With the resulting portfolio he was admitted
to CSSSA and attended it the summer between his junior and senior years
of high school.

After his death, we began to sort and inventory his artwork and found it falls naturally into several different periods
or movements based on his interests and experimentation with styles and mediums.

CHARACTERS are both analog and digital works he developed as part of his college application portfolio. They reveal his interest in the human figure, distortions and caricatures influenced by cartoons, comics and video games.

THINS is a series of exaggeratedly drawn out figures. Don’t know the reason or thinking behind these, as Amos did not share much about his work, but these coincide with a particularly intense relationship he had with his first girlfriend. The focus on exaggerated limbs may reflect his own concern with body image (he was a tall, skinny guy).

FIGURES are works drawn while observing live models, done in charcoal on newsprint (at age 16 at UArts), and in multiple mediums and brilliant color (at age 17 at CSSSA). At CSSSA, in keeping with the discipline required of Disney animators, the students drew from live models for four hours a day, every day for four weeks. The pace and volume of drawings led Amos to produce increasingly abstract ways of interpreting the human figure.

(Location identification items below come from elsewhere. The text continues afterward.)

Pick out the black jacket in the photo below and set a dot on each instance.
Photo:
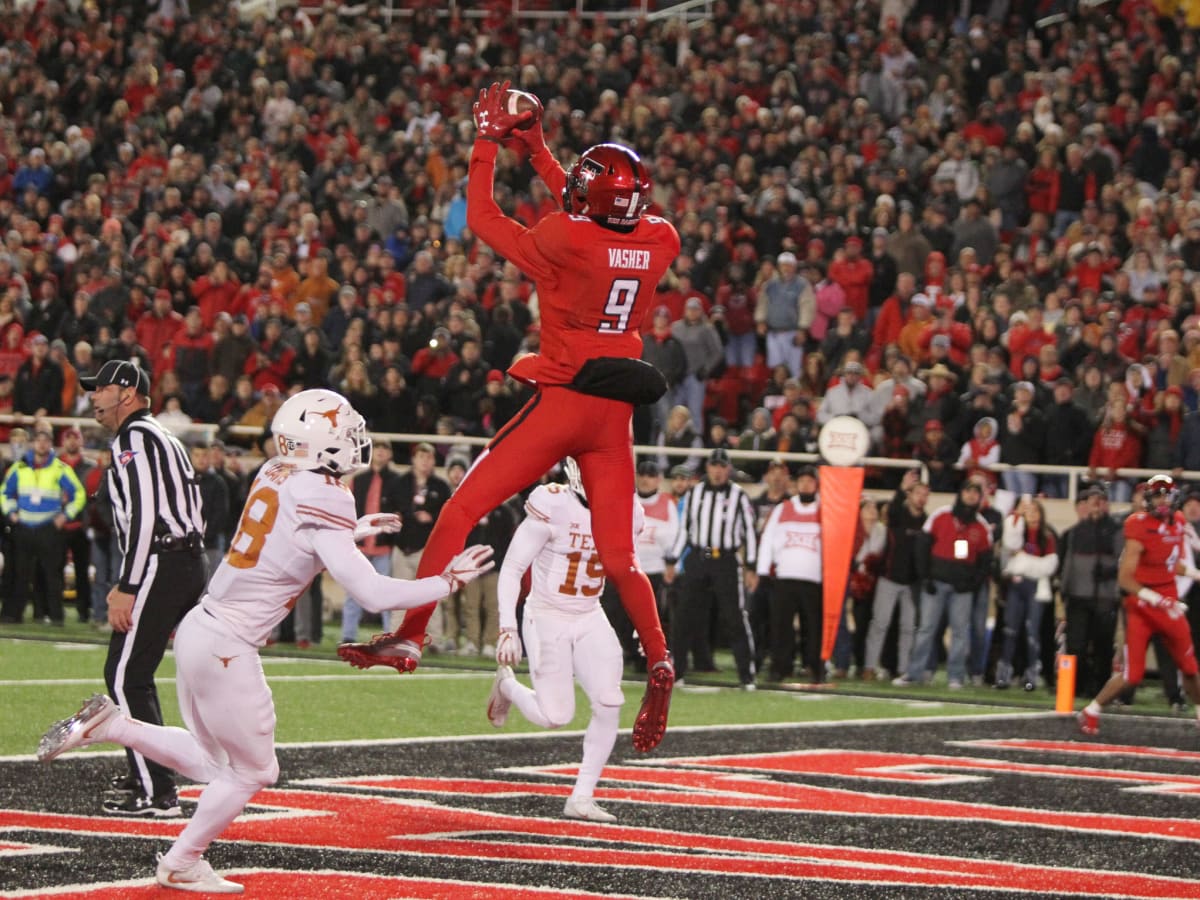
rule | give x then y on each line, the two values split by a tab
904	531
41	389
391	497
413	534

ZOETROPES are the multicolored, complex layered images that he developed after attending CSSSA, and susequently while hospitalized after a suicide attempt. In the hospital, his access to art supplies was limited to paper and markers, and he began experimenting with intensely colored abstract compositions. After his release, he incorporated these shapes with small cartoon figures, text, realistic figurative portraits, nudes, and tiny animated sequences into emotionally expressive works that refer to his own life experiences. He called these “zoetropes” after an vintage animation technique using strips of paper in a rotating viewing scope.